Dutch Probation Service implements stricter security rules around dangerous criminals
The Probation Service Netherlands is implementing a stricter security regime around extremely dangerous suspects and convicts that pose a severe risk to the safety of probation officers. In some cases, if the posed risk is high enough, it may result in the Probation Service refusing criminals - a first in the history of the service, general manager Johan Bac said to AD.
Bac stressed that the new security regime applies to a "very small group" of 150 professional criminals who pose a major security risk. For comparison, the Probation Service works with around 70 thousand convicts and suspects per year. This group is held responsible for serious crimes, such as assassinations. This concerns violent criminals and suspects, but also criminals who are themselves at risk, for example because they are on a hit list.

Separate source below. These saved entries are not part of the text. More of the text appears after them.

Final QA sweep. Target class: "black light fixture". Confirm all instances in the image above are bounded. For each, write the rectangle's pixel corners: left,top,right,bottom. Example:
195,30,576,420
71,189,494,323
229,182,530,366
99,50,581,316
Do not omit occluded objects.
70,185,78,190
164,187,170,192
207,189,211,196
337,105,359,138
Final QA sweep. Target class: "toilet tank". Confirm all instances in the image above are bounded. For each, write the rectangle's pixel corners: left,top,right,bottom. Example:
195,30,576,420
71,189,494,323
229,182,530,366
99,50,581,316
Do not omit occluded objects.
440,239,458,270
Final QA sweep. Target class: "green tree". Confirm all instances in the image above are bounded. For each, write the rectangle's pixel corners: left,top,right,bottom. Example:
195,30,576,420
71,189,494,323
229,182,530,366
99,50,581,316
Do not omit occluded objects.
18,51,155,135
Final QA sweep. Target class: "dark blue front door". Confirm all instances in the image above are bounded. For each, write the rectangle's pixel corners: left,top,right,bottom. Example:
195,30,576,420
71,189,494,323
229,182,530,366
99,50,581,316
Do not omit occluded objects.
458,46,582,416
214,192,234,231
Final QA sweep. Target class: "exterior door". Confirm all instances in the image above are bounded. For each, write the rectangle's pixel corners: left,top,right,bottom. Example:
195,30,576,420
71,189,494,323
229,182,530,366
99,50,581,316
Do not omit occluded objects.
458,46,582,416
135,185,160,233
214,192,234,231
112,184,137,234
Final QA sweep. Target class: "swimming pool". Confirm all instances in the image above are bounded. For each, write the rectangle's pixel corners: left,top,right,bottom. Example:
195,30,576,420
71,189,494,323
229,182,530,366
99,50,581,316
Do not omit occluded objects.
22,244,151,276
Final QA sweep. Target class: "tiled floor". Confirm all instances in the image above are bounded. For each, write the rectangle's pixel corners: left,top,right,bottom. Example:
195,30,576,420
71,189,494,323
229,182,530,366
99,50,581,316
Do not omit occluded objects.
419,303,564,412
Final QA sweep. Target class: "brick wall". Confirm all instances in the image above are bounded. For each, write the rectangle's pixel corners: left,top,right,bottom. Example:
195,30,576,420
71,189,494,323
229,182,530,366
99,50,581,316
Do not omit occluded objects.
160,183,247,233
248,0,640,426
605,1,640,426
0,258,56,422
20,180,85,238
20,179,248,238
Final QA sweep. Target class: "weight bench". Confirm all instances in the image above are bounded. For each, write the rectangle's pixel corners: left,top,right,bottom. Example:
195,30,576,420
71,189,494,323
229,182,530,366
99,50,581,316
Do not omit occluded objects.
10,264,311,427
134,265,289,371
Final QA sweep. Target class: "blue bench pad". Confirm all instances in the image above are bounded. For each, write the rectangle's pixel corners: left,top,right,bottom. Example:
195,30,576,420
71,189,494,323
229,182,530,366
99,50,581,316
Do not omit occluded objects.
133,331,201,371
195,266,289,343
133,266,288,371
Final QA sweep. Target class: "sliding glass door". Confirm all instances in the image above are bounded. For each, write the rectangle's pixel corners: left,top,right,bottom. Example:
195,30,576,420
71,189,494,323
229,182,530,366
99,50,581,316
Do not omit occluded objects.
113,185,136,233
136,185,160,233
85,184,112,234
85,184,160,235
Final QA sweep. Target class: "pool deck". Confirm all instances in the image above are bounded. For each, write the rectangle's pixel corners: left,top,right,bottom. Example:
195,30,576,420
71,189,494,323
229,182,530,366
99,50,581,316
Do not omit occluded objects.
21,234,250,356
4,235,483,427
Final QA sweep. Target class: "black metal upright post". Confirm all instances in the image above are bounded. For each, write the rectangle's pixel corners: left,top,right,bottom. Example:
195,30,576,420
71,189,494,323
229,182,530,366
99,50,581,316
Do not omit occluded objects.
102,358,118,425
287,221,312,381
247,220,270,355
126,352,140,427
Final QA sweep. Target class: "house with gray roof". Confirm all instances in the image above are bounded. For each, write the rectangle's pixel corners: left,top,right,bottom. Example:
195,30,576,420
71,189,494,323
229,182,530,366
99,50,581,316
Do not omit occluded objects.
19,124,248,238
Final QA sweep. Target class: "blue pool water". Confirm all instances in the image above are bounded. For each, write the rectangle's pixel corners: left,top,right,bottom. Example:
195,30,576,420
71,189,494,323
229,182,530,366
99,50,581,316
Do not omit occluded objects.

"These suspects and convicts have serious crimes to their name, are part of a criminal organization. And we as Probation Service Netherlands are at the front line. We do not step away, we take our responsibility, but in a different way, with a special regime for hardened suspects and convicts", Bac said to the newspaper.
The new regime includes measures like probation officers always meeting with the involved criminals in pairs, reporting interviews taking place at extra secure locations as much as possible, and the probation officers' work focusing more emphatically on 'management and control', rather than guidance and assistance. In exceptional cases, it can be decided that guidance is impossible. Then the Probation Service, police, and judiciary will decide together how to proceed. Criminals in question may be detained for longer, for example, so that an adapted probation program can be started in custody.
"The question is what that will solve, but we must be more alert to safety", Bac said.